Ray shrugged. “Because they can mainly. And because they’re mean. Well, most are. Some hackers are harmless enough.”

“They don’t sound harmless,” protested Heather.

“What I mean,” Ray went on, “is that some hackers break into systems just to prove a point. They leave a message describing what they’ve done so the person at the other end can tighten up on security before a malicious hacker, or cracker, gets in the same way.”

“Still sneaky,” observed Heather. “But why is there so much hacking these days? A few years ago there didn’t seem to be so much going on. It’s all the time these days.”

Heather was right. In the last two days alone a thirteen-year-old girl in America had crippled three huge corporations by hacking into their websites. And in Strasbourg the computer systems of the European Parliament had been sabotaged by some as yet unknown hacker.

“It’s easier these days, Heth,” her father sighed, “because of WiFi. Most people connect to the Internet wirelessly now. The days of cables and modems are over. But it does mean that unless you physically disconnect from the WiFi network, or turn your livebox off, your computer has a static address that’s there all day, every day.”

“Twenty-four seven, you mean,” Heather corrected her father. “That’s the cool way to say it.”

“OK. Twenty-four seven it is,” agreed Ray, helping himself to a third digestive. “So it’s easier for a hacker browsing around to find an address to attack.”

“When you say address,” frowned Heather, “do you mean the website name?”

“No, the IP – Internet Protocol – address. Each computer on the Internet has a unique IP address, which is a series of numbers in groups of three. These numbers are the way information finds its way from the source to where it’s going. The website or domain names aren’t what the computers are using. They’re just there for the humans. People are better at remembering names than numbers, although that might change in a few thousand years’ time.” Ray smiled. “I read an article the other day saying that our brains are evolving to be better with numbers since they are becoming such an important part of our lives. You know, telephone numbers, car registrations, PIN numbers – that sort of thing.”

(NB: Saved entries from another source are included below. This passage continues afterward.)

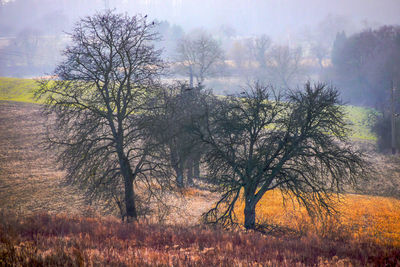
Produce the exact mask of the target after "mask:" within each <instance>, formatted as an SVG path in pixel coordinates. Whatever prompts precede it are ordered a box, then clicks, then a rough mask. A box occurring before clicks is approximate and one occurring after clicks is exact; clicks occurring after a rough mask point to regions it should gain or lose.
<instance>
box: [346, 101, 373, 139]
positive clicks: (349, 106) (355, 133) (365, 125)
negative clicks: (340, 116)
mask: <svg viewBox="0 0 400 267" xmlns="http://www.w3.org/2000/svg"><path fill="white" fill-rule="evenodd" d="M344 109H345V112H346V114H347V115H346V122H347V123H348V124H349V128H350V130H351V135H350V137H351V138H352V139H359V140H369V141H376V135H375V134H374V133H373V132H372V131H371V128H372V126H373V124H374V122H375V118H376V116H377V115H378V112H377V111H376V110H374V109H371V108H364V107H358V106H347V105H346V106H344Z"/></svg>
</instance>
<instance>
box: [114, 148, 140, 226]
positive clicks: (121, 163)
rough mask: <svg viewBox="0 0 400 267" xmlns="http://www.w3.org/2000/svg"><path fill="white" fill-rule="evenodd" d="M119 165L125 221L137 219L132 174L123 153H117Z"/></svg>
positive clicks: (130, 170)
mask: <svg viewBox="0 0 400 267" xmlns="http://www.w3.org/2000/svg"><path fill="white" fill-rule="evenodd" d="M118 156H119V164H120V167H121V173H122V176H123V178H124V185H125V188H124V189H125V208H126V219H127V221H128V222H129V221H131V219H133V220H136V219H137V212H136V203H135V192H134V191H133V179H134V177H133V172H132V169H131V166H130V164H129V160H128V159H127V158H126V156H125V155H123V153H119V155H118Z"/></svg>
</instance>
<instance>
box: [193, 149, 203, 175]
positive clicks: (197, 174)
mask: <svg viewBox="0 0 400 267" xmlns="http://www.w3.org/2000/svg"><path fill="white" fill-rule="evenodd" d="M200 159H201V154H200V153H199V152H198V153H195V154H194V156H193V177H195V178H200Z"/></svg>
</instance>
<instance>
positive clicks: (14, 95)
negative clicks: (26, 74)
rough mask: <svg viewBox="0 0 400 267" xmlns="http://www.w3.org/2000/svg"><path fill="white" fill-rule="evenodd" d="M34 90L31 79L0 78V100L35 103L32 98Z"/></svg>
mask: <svg viewBox="0 0 400 267" xmlns="http://www.w3.org/2000/svg"><path fill="white" fill-rule="evenodd" d="M36 88H37V84H36V81H35V80H33V79H20V78H8V77H0V100H7V101H17V102H27V103H37V101H35V99H34V98H33V92H34V90H35V89H36Z"/></svg>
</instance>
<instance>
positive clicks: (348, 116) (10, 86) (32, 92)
mask: <svg viewBox="0 0 400 267" xmlns="http://www.w3.org/2000/svg"><path fill="white" fill-rule="evenodd" d="M35 88H36V83H35V80H33V79H18V78H5V77H0V100H12V101H18V102H27V103H35V100H34V99H33V90H34V89H35ZM345 112H346V113H347V114H348V116H347V121H348V123H349V125H350V127H349V128H350V129H351V131H352V134H351V136H352V138H354V139H360V140H372V141H375V140H376V137H375V135H374V134H373V133H372V132H371V131H370V126H371V125H372V123H373V118H374V114H376V111H374V110H373V109H367V108H362V107H355V106H345Z"/></svg>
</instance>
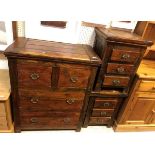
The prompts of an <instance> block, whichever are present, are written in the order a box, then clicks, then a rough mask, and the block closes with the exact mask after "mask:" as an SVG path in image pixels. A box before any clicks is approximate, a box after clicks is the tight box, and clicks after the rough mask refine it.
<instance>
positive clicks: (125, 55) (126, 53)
mask: <svg viewBox="0 0 155 155" xmlns="http://www.w3.org/2000/svg"><path fill="white" fill-rule="evenodd" d="M129 58H130V55H129V54H127V53H125V54H123V55H122V57H121V59H124V60H127V59H129Z"/></svg>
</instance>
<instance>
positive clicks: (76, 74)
mask: <svg viewBox="0 0 155 155" xmlns="http://www.w3.org/2000/svg"><path fill="white" fill-rule="evenodd" d="M59 66H60V72H59V74H60V75H59V81H58V88H59V87H72V88H75V87H78V88H86V87H87V84H88V79H89V77H90V73H91V69H90V68H89V67H84V66H74V65H59Z"/></svg>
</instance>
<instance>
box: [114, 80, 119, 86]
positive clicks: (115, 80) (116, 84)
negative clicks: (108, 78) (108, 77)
mask: <svg viewBox="0 0 155 155" xmlns="http://www.w3.org/2000/svg"><path fill="white" fill-rule="evenodd" d="M112 83H113V85H114V86H119V85H120V81H119V80H113V81H112Z"/></svg>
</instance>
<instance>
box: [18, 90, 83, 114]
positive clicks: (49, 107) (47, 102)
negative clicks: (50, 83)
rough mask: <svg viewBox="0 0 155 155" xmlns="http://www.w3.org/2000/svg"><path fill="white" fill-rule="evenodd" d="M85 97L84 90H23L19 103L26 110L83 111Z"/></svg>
mask: <svg viewBox="0 0 155 155" xmlns="http://www.w3.org/2000/svg"><path fill="white" fill-rule="evenodd" d="M84 97H85V94H84V93H83V92H72V93H67V92H66V93H65V92H64V93H63V92H52V93H51V92H48V91H45V92H39V91H37V92H35V91H34V92H33V91H29V92H27V91H21V92H20V95H19V99H20V102H19V105H20V109H22V110H25V111H27V110H30V111H42V110H47V111H55V110H58V111H59V110H63V111H81V109H82V106H83V100H84Z"/></svg>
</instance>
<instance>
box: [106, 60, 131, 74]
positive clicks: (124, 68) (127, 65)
mask: <svg viewBox="0 0 155 155" xmlns="http://www.w3.org/2000/svg"><path fill="white" fill-rule="evenodd" d="M107 73H110V74H120V75H130V74H132V73H134V66H133V65H129V64H117V63H108V67H107Z"/></svg>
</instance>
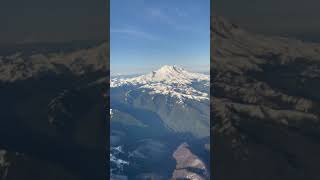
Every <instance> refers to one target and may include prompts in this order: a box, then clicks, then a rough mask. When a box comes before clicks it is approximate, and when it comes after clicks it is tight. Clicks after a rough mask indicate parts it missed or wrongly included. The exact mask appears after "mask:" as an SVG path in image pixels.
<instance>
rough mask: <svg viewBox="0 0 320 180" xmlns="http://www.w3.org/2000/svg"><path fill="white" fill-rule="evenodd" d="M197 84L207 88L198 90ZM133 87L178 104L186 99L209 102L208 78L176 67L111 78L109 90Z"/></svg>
mask: <svg viewBox="0 0 320 180" xmlns="http://www.w3.org/2000/svg"><path fill="white" fill-rule="evenodd" d="M199 84H202V86H204V87H208V88H199ZM123 86H134V88H135V89H144V90H146V91H148V93H149V94H162V95H169V96H171V97H175V98H176V99H178V100H179V102H180V103H183V102H184V100H186V99H191V100H196V101H202V100H209V95H208V91H207V90H205V89H209V76H208V75H204V74H200V73H193V72H188V71H187V70H185V69H183V68H181V67H178V66H176V65H173V66H170V65H164V66H162V67H161V68H160V69H158V70H156V71H153V72H151V73H149V74H146V75H141V76H138V77H134V78H113V79H111V82H110V87H111V88H117V87H123Z"/></svg>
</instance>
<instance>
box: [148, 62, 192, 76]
mask: <svg viewBox="0 0 320 180" xmlns="http://www.w3.org/2000/svg"><path fill="white" fill-rule="evenodd" d="M185 72H186V71H185V70H184V69H183V68H181V67H178V66H176V65H164V66H162V67H161V68H160V69H158V70H156V71H153V72H152V74H153V77H155V76H162V75H166V76H167V77H168V76H178V75H179V74H182V73H185Z"/></svg>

“Well, I wish mine would evolve extra fast,” sighed Heather. “I’d do better at maths then. You know how much I it! But about hackers, Dad. How will your new program keep them out?”

“That’s top secret,” her father winked.

“You mean I wouldn’t understand,” laughed Heather.

“We-ell, it is a bit technical,” admitted Ray. “Basically my program makes personal firewalls stronger.”

“I’ve heard of them, but I don’t really know what they are,” confessed Heather.

“A firewall is just a pair of mechanisms,” Ray told her. “One blocks unwanted traffic while the other permits authorised traffic through. In a nutshell, it keeps the idiots out of your computer and lets you get on with what you’re doing. And what’s more, the firewall can act as a tracing tool. My program sends an alert any time someone comes sniffing round, trying to crack the system. I may even install an automatic shutdown at that point as extra defence. But that might annoy the user too much. I’m including a virus detector too, to pick up viruses coming from the Internet and email. People are still so sloppy about computer security. They seem to think they’ll never get a virus.”

He trailed off and looked thoughtful.

“But your progam will beat the hackers, right?”

“I certainly hope so, Heth,” shrugged Ray. “I’m pinning a log on this program of mine. Talking of which, I’d better get back to work. And you’d better get your homework done, young lady.”

Heather pulled a face, but Dad was right. Time to tackle maths.